Earning hearty applause inside this majestic building, once the site of the first general assembly of the United Nations in 1946. Recalled by a commemorative plaque that reads: “To the glory of God and in prayer for peace on earth.”
Devout Methodists – a church that traditionally promoted abstinence – might be shocked to discover the event began with a cocktail party inside Central Hall, where suffragettes held rallies back in 1914. A show enjoyed by the celebrity likes of Adam Driver, Adekunle Gold, Anne Imhof, Blondey McCoy, Carla Bruni, Davido, Dixie D’Amelio, Eiza Gonzalez, Eliza Douglas, Headie One, Honey Dijon, Jacob Elordi, Jaime Xie, Kate Moss, Kelvin Harrison Jr., Marina Ruy Barbosa, Meridian Dan, Naomi Campbell, Rebecca Hall, Role Model, Slim Soledad and Simone Ashley.
“To me, there is a duality to English women and Englishmen that you can be very elegant and also be influenced by punk. This is the land of the skinheads, remember. So, my tables were for a very rebellious girl, a mysterious girl who breaks down boundaries but stays elegant,” smiled the designer.
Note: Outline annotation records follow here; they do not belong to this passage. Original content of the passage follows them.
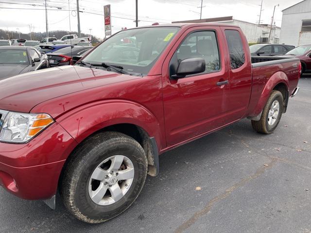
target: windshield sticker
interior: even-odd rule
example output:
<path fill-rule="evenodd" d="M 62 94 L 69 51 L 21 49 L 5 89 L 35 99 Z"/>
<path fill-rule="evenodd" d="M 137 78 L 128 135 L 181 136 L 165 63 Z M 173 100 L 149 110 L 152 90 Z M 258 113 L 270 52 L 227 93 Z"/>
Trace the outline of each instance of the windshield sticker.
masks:
<path fill-rule="evenodd" d="M 174 35 L 174 34 L 175 34 L 175 33 L 169 33 L 163 40 L 163 41 L 169 41 L 171 39 L 172 39 L 172 37 Z"/>

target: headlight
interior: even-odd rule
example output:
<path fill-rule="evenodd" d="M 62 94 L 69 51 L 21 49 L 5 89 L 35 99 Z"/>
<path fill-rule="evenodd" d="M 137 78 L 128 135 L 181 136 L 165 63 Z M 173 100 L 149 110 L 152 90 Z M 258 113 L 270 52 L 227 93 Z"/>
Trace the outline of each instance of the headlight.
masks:
<path fill-rule="evenodd" d="M 9 112 L 0 131 L 0 141 L 26 142 L 53 122 L 53 118 L 48 114 Z"/>

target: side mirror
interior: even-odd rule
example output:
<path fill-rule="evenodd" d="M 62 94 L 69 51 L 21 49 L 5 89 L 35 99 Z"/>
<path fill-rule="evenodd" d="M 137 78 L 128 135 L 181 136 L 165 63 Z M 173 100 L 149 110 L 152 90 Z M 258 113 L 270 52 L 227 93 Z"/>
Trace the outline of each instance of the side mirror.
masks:
<path fill-rule="evenodd" d="M 179 63 L 173 79 L 185 78 L 190 74 L 198 74 L 205 71 L 205 60 L 200 57 L 186 58 Z"/>

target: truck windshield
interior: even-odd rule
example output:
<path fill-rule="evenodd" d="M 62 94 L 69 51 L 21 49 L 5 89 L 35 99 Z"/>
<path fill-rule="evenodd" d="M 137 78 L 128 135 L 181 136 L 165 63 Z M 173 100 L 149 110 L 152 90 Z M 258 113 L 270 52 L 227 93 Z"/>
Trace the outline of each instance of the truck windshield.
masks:
<path fill-rule="evenodd" d="M 287 54 L 293 54 L 301 56 L 311 50 L 311 46 L 299 46 L 287 52 Z"/>
<path fill-rule="evenodd" d="M 29 65 L 27 52 L 25 50 L 0 50 L 0 64 Z"/>
<path fill-rule="evenodd" d="M 179 28 L 158 27 L 121 31 L 93 50 L 83 61 L 121 66 L 127 72 L 146 75 Z"/>

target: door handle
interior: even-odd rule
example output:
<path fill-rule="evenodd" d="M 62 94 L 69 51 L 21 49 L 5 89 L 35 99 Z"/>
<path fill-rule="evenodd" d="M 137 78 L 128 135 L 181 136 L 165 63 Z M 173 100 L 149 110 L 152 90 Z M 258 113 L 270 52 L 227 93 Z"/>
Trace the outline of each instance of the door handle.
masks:
<path fill-rule="evenodd" d="M 217 84 L 217 86 L 221 86 L 222 85 L 225 85 L 226 84 L 228 83 L 229 83 L 229 81 L 226 80 L 225 81 L 219 82 L 216 84 Z"/>

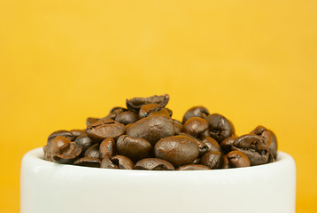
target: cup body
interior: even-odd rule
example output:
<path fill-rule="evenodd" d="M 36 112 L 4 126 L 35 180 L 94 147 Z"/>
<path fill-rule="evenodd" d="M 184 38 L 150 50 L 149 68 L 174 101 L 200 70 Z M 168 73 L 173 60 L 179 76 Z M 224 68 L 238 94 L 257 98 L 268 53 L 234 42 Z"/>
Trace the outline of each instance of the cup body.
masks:
<path fill-rule="evenodd" d="M 61 165 L 43 155 L 23 157 L 21 213 L 295 213 L 295 162 L 282 152 L 265 165 L 194 171 Z"/>

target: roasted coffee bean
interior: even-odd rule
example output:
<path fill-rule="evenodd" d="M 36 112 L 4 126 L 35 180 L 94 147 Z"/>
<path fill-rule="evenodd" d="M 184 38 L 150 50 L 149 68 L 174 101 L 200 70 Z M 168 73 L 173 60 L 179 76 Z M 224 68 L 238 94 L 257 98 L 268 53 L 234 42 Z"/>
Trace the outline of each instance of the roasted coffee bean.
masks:
<path fill-rule="evenodd" d="M 185 113 L 183 118 L 182 118 L 182 123 L 185 123 L 187 120 L 189 120 L 191 117 L 200 117 L 200 118 L 205 118 L 209 114 L 208 109 L 202 106 L 197 106 L 189 108 Z"/>
<path fill-rule="evenodd" d="M 99 144 L 95 144 L 89 147 L 85 154 L 84 157 L 92 157 L 92 158 L 99 158 Z"/>
<path fill-rule="evenodd" d="M 182 132 L 182 124 L 181 122 L 173 119 L 173 124 L 174 124 L 174 129 L 175 130 L 175 134 L 179 134 L 180 132 Z"/>
<path fill-rule="evenodd" d="M 99 158 L 104 159 L 105 155 L 112 157 L 116 152 L 116 144 L 113 138 L 104 139 L 99 146 Z"/>
<path fill-rule="evenodd" d="M 193 140 L 195 140 L 198 146 L 199 146 L 199 157 L 203 156 L 205 154 L 206 154 L 208 152 L 208 146 L 206 144 L 205 144 L 203 141 L 201 141 L 200 139 L 198 139 L 197 138 L 195 138 L 189 134 L 184 133 L 184 132 L 180 132 L 178 135 L 181 136 L 186 136 L 186 137 L 189 137 L 190 138 L 192 138 Z"/>
<path fill-rule="evenodd" d="M 232 151 L 227 154 L 231 168 L 249 167 L 249 158 L 242 152 Z"/>
<path fill-rule="evenodd" d="M 86 128 L 87 135 L 95 141 L 102 141 L 106 138 L 118 138 L 126 132 L 122 123 L 112 119 L 100 120 Z"/>
<path fill-rule="evenodd" d="M 71 143 L 67 138 L 58 136 L 51 140 L 48 141 L 48 145 L 44 149 L 44 160 L 52 162 L 52 155 L 58 151 L 58 149 L 66 144 Z"/>
<path fill-rule="evenodd" d="M 125 125 L 128 123 L 134 123 L 139 119 L 139 115 L 132 111 L 126 111 L 118 114 L 115 118 L 116 122 L 123 123 Z"/>
<path fill-rule="evenodd" d="M 67 130 L 57 130 L 57 131 L 54 131 L 53 133 L 51 133 L 49 136 L 48 141 L 55 138 L 58 136 L 65 137 L 65 138 L 70 139 L 71 141 L 73 141 L 75 138 L 75 137 L 70 131 L 67 131 Z"/>
<path fill-rule="evenodd" d="M 228 154 L 232 151 L 232 145 L 235 142 L 235 139 L 236 139 L 236 135 L 232 135 L 221 141 L 220 146 L 225 154 Z"/>
<path fill-rule="evenodd" d="M 135 163 L 128 157 L 123 155 L 115 155 L 111 158 L 111 161 L 120 170 L 133 170 L 135 168 Z"/>
<path fill-rule="evenodd" d="M 231 122 L 219 114 L 206 116 L 205 121 L 209 124 L 209 132 L 218 143 L 235 134 L 235 128 Z"/>
<path fill-rule="evenodd" d="M 192 117 L 187 120 L 183 125 L 184 132 L 197 137 L 208 129 L 208 122 L 199 117 Z"/>
<path fill-rule="evenodd" d="M 82 152 L 85 152 L 91 146 L 91 145 L 93 145 L 92 140 L 87 136 L 87 134 L 77 137 L 75 143 L 82 146 Z"/>
<path fill-rule="evenodd" d="M 205 154 L 200 159 L 200 163 L 212 170 L 220 169 L 222 164 L 221 153 L 218 151 L 210 151 Z"/>
<path fill-rule="evenodd" d="M 175 134 L 172 118 L 166 115 L 151 115 L 140 119 L 127 130 L 132 138 L 142 138 L 154 146 L 160 138 Z"/>
<path fill-rule="evenodd" d="M 76 166 L 85 166 L 85 167 L 100 167 L 100 160 L 93 157 L 82 157 L 77 159 L 73 164 Z"/>
<path fill-rule="evenodd" d="M 160 139 L 154 146 L 154 154 L 174 166 L 189 164 L 199 155 L 197 143 L 186 136 L 171 136 Z"/>
<path fill-rule="evenodd" d="M 75 142 L 71 142 L 59 147 L 58 151 L 52 155 L 54 162 L 58 163 L 73 163 L 81 154 L 81 146 Z"/>
<path fill-rule="evenodd" d="M 221 152 L 222 151 L 220 146 L 212 137 L 202 135 L 199 137 L 199 138 L 203 143 L 205 143 L 208 146 L 208 150 L 206 152 L 210 152 L 210 151 Z"/>
<path fill-rule="evenodd" d="M 177 168 L 176 170 L 210 170 L 210 168 L 201 164 L 188 164 Z"/>
<path fill-rule="evenodd" d="M 119 167 L 110 160 L 108 155 L 105 155 L 104 158 L 103 159 L 103 161 L 101 161 L 100 168 L 118 169 Z"/>
<path fill-rule="evenodd" d="M 149 98 L 134 98 L 127 99 L 127 108 L 134 112 L 139 112 L 142 106 L 146 104 L 158 104 L 164 107 L 167 105 L 169 100 L 169 95 L 163 96 L 152 96 Z"/>
<path fill-rule="evenodd" d="M 86 119 L 86 125 L 87 126 L 91 125 L 92 123 L 97 122 L 99 120 L 100 120 L 100 118 L 88 117 Z"/>
<path fill-rule="evenodd" d="M 141 138 L 122 135 L 117 140 L 118 153 L 129 157 L 133 161 L 149 157 L 151 149 L 152 146 Z"/>
<path fill-rule="evenodd" d="M 166 161 L 158 158 L 144 158 L 137 162 L 135 170 L 174 170 L 174 166 Z"/>
<path fill-rule="evenodd" d="M 86 134 L 86 130 L 70 130 L 70 132 L 72 132 L 72 134 L 73 135 L 73 137 L 75 138 L 77 138 L 77 137 Z"/>
<path fill-rule="evenodd" d="M 268 146 L 262 137 L 257 135 L 240 136 L 234 141 L 232 149 L 245 154 L 251 166 L 264 164 L 268 161 Z"/>

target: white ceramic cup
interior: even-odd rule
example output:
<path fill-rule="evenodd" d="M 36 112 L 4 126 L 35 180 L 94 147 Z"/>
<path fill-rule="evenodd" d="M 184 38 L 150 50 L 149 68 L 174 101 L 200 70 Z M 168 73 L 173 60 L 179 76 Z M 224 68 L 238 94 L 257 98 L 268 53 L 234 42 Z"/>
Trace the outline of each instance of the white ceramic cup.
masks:
<path fill-rule="evenodd" d="M 37 148 L 23 157 L 21 213 L 295 213 L 295 162 L 282 152 L 265 165 L 193 171 L 87 168 L 43 156 Z"/>

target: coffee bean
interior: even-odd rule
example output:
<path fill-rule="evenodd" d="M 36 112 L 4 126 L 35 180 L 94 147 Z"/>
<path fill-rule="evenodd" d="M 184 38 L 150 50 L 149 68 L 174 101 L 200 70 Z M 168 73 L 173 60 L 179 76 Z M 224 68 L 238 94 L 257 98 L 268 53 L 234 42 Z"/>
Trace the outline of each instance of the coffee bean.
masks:
<path fill-rule="evenodd" d="M 268 146 L 263 138 L 257 135 L 240 136 L 234 141 L 232 149 L 245 154 L 251 166 L 264 164 L 268 161 Z"/>
<path fill-rule="evenodd" d="M 51 133 L 49 136 L 48 141 L 55 138 L 58 136 L 65 137 L 65 138 L 70 139 L 71 141 L 73 141 L 75 138 L 75 137 L 70 131 L 67 131 L 67 130 L 57 130 L 57 131 L 54 131 L 53 133 Z"/>
<path fill-rule="evenodd" d="M 160 139 L 154 146 L 154 154 L 174 166 L 191 163 L 199 155 L 197 143 L 186 136 L 171 136 Z"/>
<path fill-rule="evenodd" d="M 185 122 L 191 117 L 205 118 L 208 114 L 209 114 L 208 109 L 206 109 L 202 106 L 191 107 L 185 113 L 182 118 L 182 123 L 185 123 Z"/>
<path fill-rule="evenodd" d="M 231 168 L 249 167 L 249 158 L 242 152 L 232 151 L 227 154 Z"/>
<path fill-rule="evenodd" d="M 222 164 L 221 153 L 218 151 L 210 151 L 200 159 L 200 163 L 212 170 L 220 169 Z"/>
<path fill-rule="evenodd" d="M 128 123 L 135 122 L 138 119 L 139 115 L 135 112 L 126 111 L 118 114 L 115 121 L 127 125 Z"/>
<path fill-rule="evenodd" d="M 162 159 L 144 158 L 136 162 L 135 170 L 174 170 L 174 166 Z"/>
<path fill-rule="evenodd" d="M 197 137 L 208 129 L 208 122 L 199 117 L 191 117 L 183 125 L 184 132 Z"/>
<path fill-rule="evenodd" d="M 164 107 L 167 105 L 169 101 L 169 95 L 163 96 L 152 96 L 149 98 L 134 98 L 131 99 L 127 99 L 127 108 L 134 111 L 139 112 L 142 106 L 146 104 L 158 104 L 160 106 Z"/>
<path fill-rule="evenodd" d="M 76 166 L 85 166 L 85 167 L 100 167 L 100 160 L 93 157 L 82 157 L 77 159 L 73 163 Z"/>
<path fill-rule="evenodd" d="M 141 138 L 122 135 L 117 140 L 118 153 L 129 157 L 133 161 L 149 157 L 151 149 L 152 146 Z"/>
<path fill-rule="evenodd" d="M 128 157 L 123 155 L 115 155 L 111 158 L 111 161 L 120 170 L 133 170 L 135 168 L 135 163 Z"/>
<path fill-rule="evenodd" d="M 92 140 L 87 136 L 87 134 L 77 137 L 75 143 L 82 146 L 82 152 L 86 152 L 86 150 L 93 144 Z"/>
<path fill-rule="evenodd" d="M 175 134 L 172 118 L 166 115 L 151 115 L 140 119 L 127 130 L 132 138 L 142 138 L 154 146 L 160 138 Z"/>
<path fill-rule="evenodd" d="M 220 146 L 212 137 L 202 135 L 199 137 L 199 138 L 203 143 L 205 143 L 208 146 L 208 149 L 206 152 L 210 152 L 210 151 L 221 152 L 222 151 Z"/>
<path fill-rule="evenodd" d="M 95 144 L 89 147 L 85 154 L 84 157 L 91 157 L 91 158 L 99 158 L 99 144 Z"/>
<path fill-rule="evenodd" d="M 233 124 L 224 116 L 219 114 L 213 114 L 205 119 L 208 122 L 211 137 L 217 140 L 218 143 L 235 134 Z"/>
<path fill-rule="evenodd" d="M 228 154 L 232 151 L 232 145 L 235 142 L 235 139 L 237 138 L 236 135 L 232 135 L 225 139 L 223 139 L 220 143 L 220 146 L 222 151 L 225 154 Z"/>
<path fill-rule="evenodd" d="M 112 119 L 97 121 L 86 128 L 87 135 L 95 141 L 102 141 L 106 138 L 118 138 L 126 132 L 126 127 Z"/>
<path fill-rule="evenodd" d="M 177 168 L 176 170 L 210 170 L 210 168 L 201 164 L 188 164 Z"/>
<path fill-rule="evenodd" d="M 52 155 L 52 160 L 58 163 L 68 164 L 73 162 L 81 154 L 81 146 L 71 142 L 59 147 Z"/>
<path fill-rule="evenodd" d="M 104 159 L 105 155 L 112 157 L 116 152 L 116 144 L 113 138 L 104 139 L 99 146 L 99 158 Z"/>

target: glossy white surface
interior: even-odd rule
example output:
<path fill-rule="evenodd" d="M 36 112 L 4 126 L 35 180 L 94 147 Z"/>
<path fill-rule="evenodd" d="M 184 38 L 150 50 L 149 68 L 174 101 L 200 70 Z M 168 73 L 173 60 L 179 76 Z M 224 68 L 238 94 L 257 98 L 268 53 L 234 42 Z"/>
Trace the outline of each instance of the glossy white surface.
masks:
<path fill-rule="evenodd" d="M 201 171 L 60 165 L 43 154 L 23 157 L 21 213 L 295 212 L 295 162 L 282 152 L 266 165 Z"/>

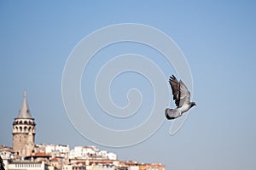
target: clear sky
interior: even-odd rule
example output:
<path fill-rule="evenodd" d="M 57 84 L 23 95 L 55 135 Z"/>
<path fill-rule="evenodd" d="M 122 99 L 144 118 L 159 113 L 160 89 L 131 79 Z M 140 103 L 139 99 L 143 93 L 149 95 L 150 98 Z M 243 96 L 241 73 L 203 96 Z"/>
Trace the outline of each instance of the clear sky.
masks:
<path fill-rule="evenodd" d="M 26 88 L 37 123 L 37 144 L 96 145 L 117 153 L 120 160 L 161 162 L 167 169 L 255 169 L 255 20 L 254 1 L 1 1 L 0 144 L 12 145 L 12 123 Z M 88 140 L 73 128 L 62 103 L 61 77 L 68 55 L 82 38 L 120 23 L 155 27 L 176 42 L 190 66 L 197 106 L 175 135 L 169 135 L 172 122 L 166 121 L 146 141 L 111 148 Z M 125 53 L 140 51 L 139 45 L 121 46 Z M 114 49 L 105 54 L 114 56 Z M 164 60 L 151 59 L 162 65 L 166 77 L 177 75 Z M 90 67 L 98 63 L 102 63 L 100 58 Z M 125 95 L 129 87 L 150 92 L 143 78 L 126 76 L 129 81 L 120 76 L 111 88 L 120 105 L 125 100 L 119 95 Z M 92 102 L 87 80 L 84 73 L 83 99 Z M 152 105 L 148 95 L 143 108 Z M 143 111 L 140 114 L 140 118 L 147 117 Z M 111 126 L 108 119 L 98 121 Z M 114 128 L 127 127 L 129 122 Z"/>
Given the historical link to the UN, an organization dedicated to international peace and friendly relations among nations, what were Tisci’s views on the Invasion by Russia of Ukraine?
“It’s very sad. I didn't grow up in a country at war. But my mum did. She could remember when they were bombed during the war. Why they joined the communists to fight the fascist government. There is a lot of history in Italy. But being here came about as an accident. Yet, for that reason we wanted real classical music. It had to be more respectful.”